Press release
Baldwin Gallery is proud to present our eighth show with contemporary figurative artist Enrique Martínez Celaya: new paintings and sculpture in a show entitled The Pale Threshold. Martínez Celaya’s works highlight the disorienting effects of atmospheric changes when the senses first recognize the underlying alteration connected by his vivid dreamscape imagery. He presents this awareness as familiar to all exiles, who must construct from leftover impressions an imagined world and identity wherein one exchanges a known reality for a projection created by the imagination. Martínez Celaya’s personal iconographies populate the works and seek to confront issues of identity, loss, and connection, producing potent mnemonic sensory monuments to memory and longing.

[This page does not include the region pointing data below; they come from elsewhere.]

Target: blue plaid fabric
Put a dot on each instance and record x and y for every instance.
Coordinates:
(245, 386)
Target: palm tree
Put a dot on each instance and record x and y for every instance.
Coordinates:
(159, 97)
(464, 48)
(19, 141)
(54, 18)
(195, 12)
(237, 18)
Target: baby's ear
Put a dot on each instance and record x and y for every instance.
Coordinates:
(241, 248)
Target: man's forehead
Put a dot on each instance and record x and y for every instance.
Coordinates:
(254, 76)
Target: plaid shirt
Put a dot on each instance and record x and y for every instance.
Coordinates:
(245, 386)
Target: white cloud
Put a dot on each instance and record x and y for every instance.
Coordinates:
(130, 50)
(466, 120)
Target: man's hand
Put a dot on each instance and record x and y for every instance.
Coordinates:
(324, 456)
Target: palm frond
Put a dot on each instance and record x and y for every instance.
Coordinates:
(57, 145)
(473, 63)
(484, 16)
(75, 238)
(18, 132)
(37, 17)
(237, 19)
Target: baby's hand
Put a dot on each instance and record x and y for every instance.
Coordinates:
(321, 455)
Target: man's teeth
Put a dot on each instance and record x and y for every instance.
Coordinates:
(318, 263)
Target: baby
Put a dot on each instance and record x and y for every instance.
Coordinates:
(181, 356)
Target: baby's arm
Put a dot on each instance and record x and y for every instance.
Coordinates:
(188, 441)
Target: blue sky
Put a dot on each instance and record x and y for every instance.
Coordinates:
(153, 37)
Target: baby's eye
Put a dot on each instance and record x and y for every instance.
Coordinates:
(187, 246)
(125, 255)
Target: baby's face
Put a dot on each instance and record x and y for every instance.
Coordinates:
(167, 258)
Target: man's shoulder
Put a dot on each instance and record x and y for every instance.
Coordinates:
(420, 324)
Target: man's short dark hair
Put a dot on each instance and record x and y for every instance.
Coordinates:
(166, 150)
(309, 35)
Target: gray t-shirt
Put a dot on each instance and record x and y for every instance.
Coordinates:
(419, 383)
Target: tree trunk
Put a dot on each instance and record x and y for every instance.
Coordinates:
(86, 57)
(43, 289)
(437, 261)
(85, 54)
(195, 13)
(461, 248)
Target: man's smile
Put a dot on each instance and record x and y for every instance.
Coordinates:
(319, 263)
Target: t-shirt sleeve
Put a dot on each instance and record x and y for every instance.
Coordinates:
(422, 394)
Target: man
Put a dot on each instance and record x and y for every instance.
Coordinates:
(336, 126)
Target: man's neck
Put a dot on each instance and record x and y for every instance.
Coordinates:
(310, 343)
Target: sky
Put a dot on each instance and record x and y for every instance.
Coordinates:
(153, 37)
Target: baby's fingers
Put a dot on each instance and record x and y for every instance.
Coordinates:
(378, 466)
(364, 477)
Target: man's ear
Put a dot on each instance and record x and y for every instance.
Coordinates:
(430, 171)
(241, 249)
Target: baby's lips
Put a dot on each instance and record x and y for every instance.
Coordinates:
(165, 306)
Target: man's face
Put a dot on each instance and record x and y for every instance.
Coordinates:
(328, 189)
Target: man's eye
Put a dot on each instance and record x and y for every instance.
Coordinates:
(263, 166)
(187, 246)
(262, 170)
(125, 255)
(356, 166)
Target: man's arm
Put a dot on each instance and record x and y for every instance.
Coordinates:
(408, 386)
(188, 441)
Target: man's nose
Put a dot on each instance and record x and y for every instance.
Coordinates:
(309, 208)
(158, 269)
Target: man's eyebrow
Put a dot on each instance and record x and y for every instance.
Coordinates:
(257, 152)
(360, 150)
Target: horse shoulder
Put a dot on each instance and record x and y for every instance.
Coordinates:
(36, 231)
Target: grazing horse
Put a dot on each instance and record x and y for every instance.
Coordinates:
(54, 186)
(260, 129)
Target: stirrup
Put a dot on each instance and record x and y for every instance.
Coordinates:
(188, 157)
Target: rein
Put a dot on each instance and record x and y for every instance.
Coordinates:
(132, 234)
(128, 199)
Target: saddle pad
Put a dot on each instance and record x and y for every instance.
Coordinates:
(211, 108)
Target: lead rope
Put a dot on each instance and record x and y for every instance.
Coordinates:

Born in Palos, Cuba in 1964, Martínez Celaya relocated with his family to Spain at eight years old, and then to the US a few years later. An author who has published influential books and papers in art, poetry, and philosophy, and a former scientist, Martínez Celaya is the inventor of several patented laser devices. Works by the artist are held in public collections internationally, including the Metropolitan Museum of Art, the Los Angeles County Museum of Art, the Whitney Museum of American Art, the Moderna Museet in Stockholm, The Museum of Fine Arts, Houston, Museum der bildenden Künste Leipzig, and the Wadsworth Atheneum Museum of Art, Hartford. Among many major solo shows and projects he has exhibited at the State Hermitage Museum in St. Petersburg, Russia, the Berliner Philharmonie, The Phillips Collection, Washington D.C., and the Museum der bildenden Künste Leipzig, among many others.
Additionally, Baldwin Gallery is very pleased to present our third show with camera artist Andres Serrano. To All That’s Been Forgotten. Famously, Serrano’s work first entered the popular public consciousness in the late 80s with the politicized condemnation of the inclusion of the work Immersion: Piss Christ in a show nominally funded by the National Endowment of the Arts. Perfunctorily deemed ‘obscene’, and a “deplorable, despicable display of vulgarity” by Senators Jesse Helms (R-N.C.) and Alphonse D’Amato (R-N.Y.), the work became instantly symbolic of both right and reason to call for defunding of the NEA.
But, it is just as simple to view Serrano’s work as contextual to the sacristy of the arcane Paschal Mystery; Catholic reconciliation and mankind’s spiritual redemption hinges on the physical humanity manifested by the son of god said to walk among us: a human body and blood, weak, mortal, fallible, and thus uniquely capable to serve as the conduit covenant between the temporal and the divine. Raised in the Catholic church before the Second Vatican Council, Serrano’s universalizing of both human frailty and the capacity for redemption paradoxically seeks to bring the viewer to intimacy with the ‘common’ miracle of transubstantiation (and what author Flannery O’Connor called ‘the sweat and stink of the cross’): an exquisite restoration of mysteium fidei — humbling and ennobling, unknowable and revealed as exquisite beauty, in both doctrine and faith.